Fã de Marcelino Freire, autor de “Nossos Ossos”, livro que está adaptando para o cinema, Paulo Lins perdeu as contas de quantas cópias Cidade de Deus (1997) vendeu. “100 mil?”, pergunto. “Ih, sei lá, muito mais que isso aí!”.

Levou 10 anos para escrever a obra, traduzida posteriormente para o inglês, francês, italiano e espanhol, e que foi adaptada para o cinema por Fernando Meirelles e Kátia Lund. Só 15 anos após o lançamento do trabalho pelo qual ficaria famoso estreou Desde que o samba é samba (2012). “O livro vendeu bem, mas acredito que virando filme venda mais (risos)”.

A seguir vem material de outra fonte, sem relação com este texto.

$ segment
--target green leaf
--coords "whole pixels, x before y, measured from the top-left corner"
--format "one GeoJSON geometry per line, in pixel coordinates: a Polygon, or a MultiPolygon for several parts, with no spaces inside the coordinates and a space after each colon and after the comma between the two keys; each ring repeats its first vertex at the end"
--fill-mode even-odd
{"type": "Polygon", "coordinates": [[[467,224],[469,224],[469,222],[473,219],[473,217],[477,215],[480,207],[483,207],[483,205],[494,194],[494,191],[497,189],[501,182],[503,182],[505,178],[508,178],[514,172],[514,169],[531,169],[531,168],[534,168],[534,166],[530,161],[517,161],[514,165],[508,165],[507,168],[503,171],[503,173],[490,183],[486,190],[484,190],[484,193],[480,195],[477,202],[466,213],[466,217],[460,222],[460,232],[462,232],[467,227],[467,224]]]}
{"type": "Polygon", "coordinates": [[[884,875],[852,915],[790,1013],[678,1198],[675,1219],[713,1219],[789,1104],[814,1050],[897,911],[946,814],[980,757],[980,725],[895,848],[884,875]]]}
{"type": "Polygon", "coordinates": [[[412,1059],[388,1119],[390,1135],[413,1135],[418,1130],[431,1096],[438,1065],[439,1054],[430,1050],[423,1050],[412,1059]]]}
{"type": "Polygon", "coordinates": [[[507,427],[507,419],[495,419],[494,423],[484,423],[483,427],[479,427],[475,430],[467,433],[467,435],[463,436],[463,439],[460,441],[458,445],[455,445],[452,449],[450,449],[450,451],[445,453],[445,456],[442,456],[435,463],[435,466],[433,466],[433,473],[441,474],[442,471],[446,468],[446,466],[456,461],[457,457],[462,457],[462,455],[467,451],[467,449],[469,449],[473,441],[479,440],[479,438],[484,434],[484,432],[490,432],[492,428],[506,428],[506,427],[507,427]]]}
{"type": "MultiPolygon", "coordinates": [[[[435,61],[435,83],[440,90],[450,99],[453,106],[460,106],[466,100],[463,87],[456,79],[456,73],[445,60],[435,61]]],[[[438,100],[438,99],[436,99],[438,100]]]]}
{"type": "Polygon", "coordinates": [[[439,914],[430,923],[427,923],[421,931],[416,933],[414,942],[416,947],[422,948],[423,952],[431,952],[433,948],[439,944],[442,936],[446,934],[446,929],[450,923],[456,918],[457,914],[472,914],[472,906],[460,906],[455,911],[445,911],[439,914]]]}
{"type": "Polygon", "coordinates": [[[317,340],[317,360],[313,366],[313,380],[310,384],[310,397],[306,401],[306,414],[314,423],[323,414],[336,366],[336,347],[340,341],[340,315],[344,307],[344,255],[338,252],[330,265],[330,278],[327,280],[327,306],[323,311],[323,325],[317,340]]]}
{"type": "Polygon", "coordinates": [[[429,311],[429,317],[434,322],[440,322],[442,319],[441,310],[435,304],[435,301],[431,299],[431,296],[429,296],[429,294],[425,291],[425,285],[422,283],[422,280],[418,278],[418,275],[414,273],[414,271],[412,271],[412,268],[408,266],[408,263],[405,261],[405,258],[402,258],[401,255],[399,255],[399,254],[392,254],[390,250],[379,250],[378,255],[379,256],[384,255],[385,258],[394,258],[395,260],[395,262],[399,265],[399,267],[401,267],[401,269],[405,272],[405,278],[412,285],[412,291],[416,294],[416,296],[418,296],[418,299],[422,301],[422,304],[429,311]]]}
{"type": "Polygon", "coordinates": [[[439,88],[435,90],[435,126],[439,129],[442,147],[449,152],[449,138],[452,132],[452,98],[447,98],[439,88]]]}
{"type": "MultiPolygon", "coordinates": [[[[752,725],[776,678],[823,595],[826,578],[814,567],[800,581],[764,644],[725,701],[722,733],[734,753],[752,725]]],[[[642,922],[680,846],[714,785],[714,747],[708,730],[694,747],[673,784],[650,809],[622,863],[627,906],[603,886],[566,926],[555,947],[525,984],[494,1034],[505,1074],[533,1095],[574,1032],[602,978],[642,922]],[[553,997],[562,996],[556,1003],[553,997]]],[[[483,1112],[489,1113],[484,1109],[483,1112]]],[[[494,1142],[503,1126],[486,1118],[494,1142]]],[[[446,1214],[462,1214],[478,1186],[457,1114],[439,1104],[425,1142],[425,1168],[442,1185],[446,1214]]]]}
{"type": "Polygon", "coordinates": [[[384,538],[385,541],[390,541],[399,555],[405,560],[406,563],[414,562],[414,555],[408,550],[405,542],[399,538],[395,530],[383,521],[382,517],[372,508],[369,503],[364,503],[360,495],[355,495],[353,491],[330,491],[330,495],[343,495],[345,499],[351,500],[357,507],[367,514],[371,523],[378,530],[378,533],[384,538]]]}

Trejeitos de malandro do Rio de Janeiro, o escritor redigiu episódios da série Cidade dos Homens, fez o roteiro do filme Quase dois irmãos, de Lúcia Murat, pelo qual recebeu o prêmio de melhor roteiro da Associação Paulista de Críticos de Arte (APCA) e foi colaborador da novela I Love Paraisópolis. “Fiz novela, fiz cinema, fiz minissérie, fiz poesia, fiz romance. O que tá pintando eu pego e faço. Eu gosto de escrever, seja lá o que for”.

O sucesso de Cidade de Deus ainda te persegue? Qual o efeito dessa obra em você até hoje?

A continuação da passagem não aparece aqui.